Within two generations, evangelicalism will be a house deserted of half
its occupants. (Between 25 and 35 percent of Americans today are
Evangelicals.) In the "Protestant" 20th century, Evangelicals
flourished. But they will soon be living in a very secular and
religiously antagonistic 21st century.
This collapse will herald the arrival of an anti-Christian chapter of
the post-Christian West. Intolerance of Christianity will rise to levels
many of us have not believed possible in our lifetimes, and public
policy will become hostile toward evangelical Christianity, seeing it as
the opponent of the common good.
Millions of Evangelicals will quit. Thousands of ministries will end.
Christian media will be reduced, if not eliminated. Many Christian
schools will go into rapid decline. I'm convinced the grace and mission
of God will reach to the ends of the earth. But the end of
evangelicalism as we know it is close.
Why is this going to happen?
1. Evangelicals have identified their movement with the culture war and
with political conservatism. This will prove to be a very costly
mistake. Evangelicals will increasingly be seen as a threat to cultural
progress. Public leaders will consider us bad for America, bad for
education, bad for children, and bad for society.

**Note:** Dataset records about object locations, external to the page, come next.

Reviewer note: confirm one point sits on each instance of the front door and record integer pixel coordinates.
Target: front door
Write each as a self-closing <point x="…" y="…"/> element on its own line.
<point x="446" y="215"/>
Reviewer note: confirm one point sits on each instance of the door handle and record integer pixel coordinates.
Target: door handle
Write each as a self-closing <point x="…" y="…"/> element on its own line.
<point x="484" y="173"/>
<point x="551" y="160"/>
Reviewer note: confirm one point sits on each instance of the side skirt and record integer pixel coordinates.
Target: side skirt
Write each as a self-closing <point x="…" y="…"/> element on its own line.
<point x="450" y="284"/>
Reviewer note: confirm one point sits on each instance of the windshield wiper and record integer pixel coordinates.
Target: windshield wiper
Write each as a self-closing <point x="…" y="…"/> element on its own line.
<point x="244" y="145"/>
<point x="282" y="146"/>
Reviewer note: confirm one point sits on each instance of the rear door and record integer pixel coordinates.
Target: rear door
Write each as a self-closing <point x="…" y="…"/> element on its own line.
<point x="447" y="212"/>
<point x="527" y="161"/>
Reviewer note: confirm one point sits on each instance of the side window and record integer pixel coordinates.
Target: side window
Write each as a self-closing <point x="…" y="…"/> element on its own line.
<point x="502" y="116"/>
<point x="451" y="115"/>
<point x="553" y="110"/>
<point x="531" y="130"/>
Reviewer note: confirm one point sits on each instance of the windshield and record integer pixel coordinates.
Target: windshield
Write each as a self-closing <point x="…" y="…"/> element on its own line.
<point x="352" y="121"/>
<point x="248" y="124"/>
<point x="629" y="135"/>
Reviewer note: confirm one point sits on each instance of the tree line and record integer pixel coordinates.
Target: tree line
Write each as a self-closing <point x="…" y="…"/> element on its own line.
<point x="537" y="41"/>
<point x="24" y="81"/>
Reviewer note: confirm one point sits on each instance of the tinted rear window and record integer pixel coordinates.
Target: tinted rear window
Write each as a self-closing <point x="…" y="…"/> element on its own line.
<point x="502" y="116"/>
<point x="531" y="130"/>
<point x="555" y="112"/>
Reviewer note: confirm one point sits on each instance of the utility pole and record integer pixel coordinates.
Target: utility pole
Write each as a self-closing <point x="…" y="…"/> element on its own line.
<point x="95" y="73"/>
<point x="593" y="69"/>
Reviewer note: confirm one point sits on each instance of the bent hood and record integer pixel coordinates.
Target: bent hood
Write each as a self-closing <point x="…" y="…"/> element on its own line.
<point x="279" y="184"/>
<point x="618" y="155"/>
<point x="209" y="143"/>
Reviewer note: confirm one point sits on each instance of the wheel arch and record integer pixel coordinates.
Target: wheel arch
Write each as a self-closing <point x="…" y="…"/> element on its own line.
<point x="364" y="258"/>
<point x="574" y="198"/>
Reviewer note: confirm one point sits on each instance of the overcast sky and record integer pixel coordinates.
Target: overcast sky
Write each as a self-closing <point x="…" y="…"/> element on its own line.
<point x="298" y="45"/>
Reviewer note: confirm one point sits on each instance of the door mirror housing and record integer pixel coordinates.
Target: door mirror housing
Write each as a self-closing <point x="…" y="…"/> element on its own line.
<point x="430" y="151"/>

The evangelical investment in moral, social, and political issues has
depleted our resources and exposed our weaknesses. Being against gay
marriage and being rhetorically pro-life will not make up for the fact
that massive majorities of Evangelicals can't articulate the Gospel with
any coherence. We fell for the trap of believing in a cause more than a
faith.
2. We Evangelicals have failed to pass on to our young people an
orthodox form of faith that can take root and survive the secular
onslaught. Ironically, the billions of dollars we've spent on youth
ministers, Christian music, publishing, and media has produced a culture
of young Christians who know next to nothing about their own faith
except how they feel about it. Our young people have deep beliefs about
the culture war, but do not know why they should obey scripture, the
essentials of theology, or the experience of spiritual discipline and
community. Coming generations of Christians are going to be monumentally
ignorant and unprepared for culture-wide pressures.
3. There are three kinds of evangelical churches today: consumer-driven
megachurches, dying churches, and new churches whose future is fragile.
Denominations will shrink, even vanish, while fewer and fewer
evangelical churches will survive and thrive.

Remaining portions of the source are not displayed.